What exactly happened in the Vatican during the Second World War and particularly during the systematic extermination of the Jews by Hitler?
It's a monumental question that Greek director Constantin Costa Gavras attempts to analyze in his "Amen". Presented at the Berlin Festival in 2002, the film sparked a myriad of controversies due to its poster (banned in many countries, including Italy) and because of the theme addressed which many have described as "anti-Catholic".
Amen is born from the adaptation of the play "The Deputy" by German playwright Rolf Hochhuth. A story that tells of an SS officer, Kurt Gerstein (played by Ulrich Tukur), who, tasked with overseeing military hygiene, learns of the absolutely incredible practices that Jews confined in extermination camps undergo. Driven by a sense of humanity unknown to his fellow SS officers, Gerstein is determined to disclose what he has seen, appealing particularly to the Church and the Vatican. He is assisted by young Riccardo (Mathieu Kassovitz), who also wishes to somehow help these people.
Where does Costa Gavras' film lead to? "Amen" is not the usual war movie about the concentration camp reality: the reference remains "Schindler's List," but Amen draws from Spielberg's masterpiece the drama of the story and much less the life within the camp. What concerns the director the most is to demonstrate the blind obstinacy of the Church's organs in diverting what Hitler was doing into simple and rapid conclusions.
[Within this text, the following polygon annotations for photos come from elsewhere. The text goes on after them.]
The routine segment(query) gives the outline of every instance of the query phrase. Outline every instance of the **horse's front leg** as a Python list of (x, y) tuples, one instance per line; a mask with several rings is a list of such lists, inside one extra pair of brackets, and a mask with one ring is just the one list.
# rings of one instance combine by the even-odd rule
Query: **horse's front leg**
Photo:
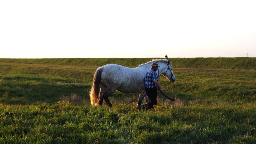
[(140, 105), (141, 105), (141, 103), (142, 103), (143, 98), (146, 95), (147, 95), (147, 94), (146, 94), (145, 92), (144, 92), (142, 94), (140, 94), (140, 96), (139, 96), (139, 99), (138, 100), (138, 102), (137, 103), (137, 105), (136, 106), (136, 108), (137, 109), (138, 109), (139, 110), (140, 109)]
[[(115, 91), (114, 92), (115, 92)], [(107, 106), (109, 107), (112, 107), (112, 104), (111, 104), (109, 101), (109, 96), (113, 92), (112, 92), (112, 91), (110, 90), (109, 89), (103, 95), (104, 100), (105, 100), (106, 103), (107, 103)]]

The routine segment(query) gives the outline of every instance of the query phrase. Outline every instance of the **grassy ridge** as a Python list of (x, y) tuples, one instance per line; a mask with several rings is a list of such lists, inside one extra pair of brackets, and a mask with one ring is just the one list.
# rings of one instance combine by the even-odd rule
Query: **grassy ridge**
[[(152, 59), (0, 59), (0, 62), (93, 66), (113, 63), (127, 67), (137, 67)], [(168, 59), (172, 62), (174, 67), (177, 68), (256, 70), (256, 58), (171, 58)]]
[(174, 83), (162, 76), (159, 82), (176, 101), (160, 95), (156, 108), (145, 111), (125, 105), (137, 94), (118, 92), (113, 108), (92, 107), (88, 91), (98, 66), (151, 58), (1, 59), (0, 144), (254, 144), (256, 70), (232, 67), (240, 58), (227, 58), (237, 62), (225, 69), (207, 67), (203, 60), (211, 58), (195, 58), (206, 68), (194, 68), (193, 58), (170, 59), (185, 68), (174, 66)]

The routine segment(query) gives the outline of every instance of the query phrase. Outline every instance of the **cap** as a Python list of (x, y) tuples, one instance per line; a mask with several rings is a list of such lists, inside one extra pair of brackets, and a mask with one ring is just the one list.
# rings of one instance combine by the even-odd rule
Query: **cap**
[(153, 62), (151, 64), (151, 66), (153, 66), (155, 67), (160, 67), (158, 66), (158, 65), (156, 62)]

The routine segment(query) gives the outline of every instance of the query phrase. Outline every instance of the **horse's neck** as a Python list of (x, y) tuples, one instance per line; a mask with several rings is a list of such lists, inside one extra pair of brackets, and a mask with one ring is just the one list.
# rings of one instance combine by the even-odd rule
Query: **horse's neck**
[(163, 73), (165, 73), (166, 70), (167, 69), (167, 68), (166, 68), (167, 65), (166, 64), (164, 63), (161, 63), (158, 64), (158, 65), (160, 66), (160, 68), (158, 68), (159, 75), (160, 76)]

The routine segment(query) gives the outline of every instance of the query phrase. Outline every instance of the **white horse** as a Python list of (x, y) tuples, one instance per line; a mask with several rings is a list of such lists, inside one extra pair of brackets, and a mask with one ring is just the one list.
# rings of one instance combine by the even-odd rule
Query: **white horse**
[(156, 71), (158, 76), (163, 74), (170, 82), (174, 82), (171, 63), (167, 59), (153, 59), (135, 68), (108, 64), (98, 68), (94, 73), (89, 92), (92, 105), (102, 105), (104, 98), (107, 105), (112, 107), (108, 97), (118, 91), (125, 93), (139, 93), (138, 104), (140, 105), (143, 98), (145, 96), (147, 97), (144, 93), (143, 79), (153, 62), (157, 62), (160, 67)]

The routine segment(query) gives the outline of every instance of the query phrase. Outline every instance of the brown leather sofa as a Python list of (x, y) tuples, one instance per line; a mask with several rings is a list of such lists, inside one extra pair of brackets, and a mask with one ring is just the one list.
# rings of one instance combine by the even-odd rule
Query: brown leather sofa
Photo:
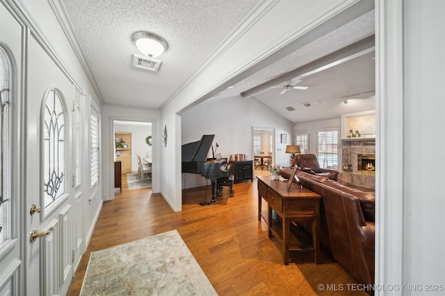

No cleric approached by Gerstein and his friend Riccardo was able to guarantee the stop of deportations, not even the Pope. Everyone seemed too intent on hiding behind a veil of shamelessly tainted silence by fear and indifference.
Here are the reasons why "Amen" was not well-received by the Vatican: a film too "alive" and realistic to be dismissed as a provocation. In Gavras' film, there is truth, there is history, there is the existential difficulty of two men, as well as that of an entire people.
"There is life as it is, and there is life as it should be. Unfortunately, we must live in life as it is."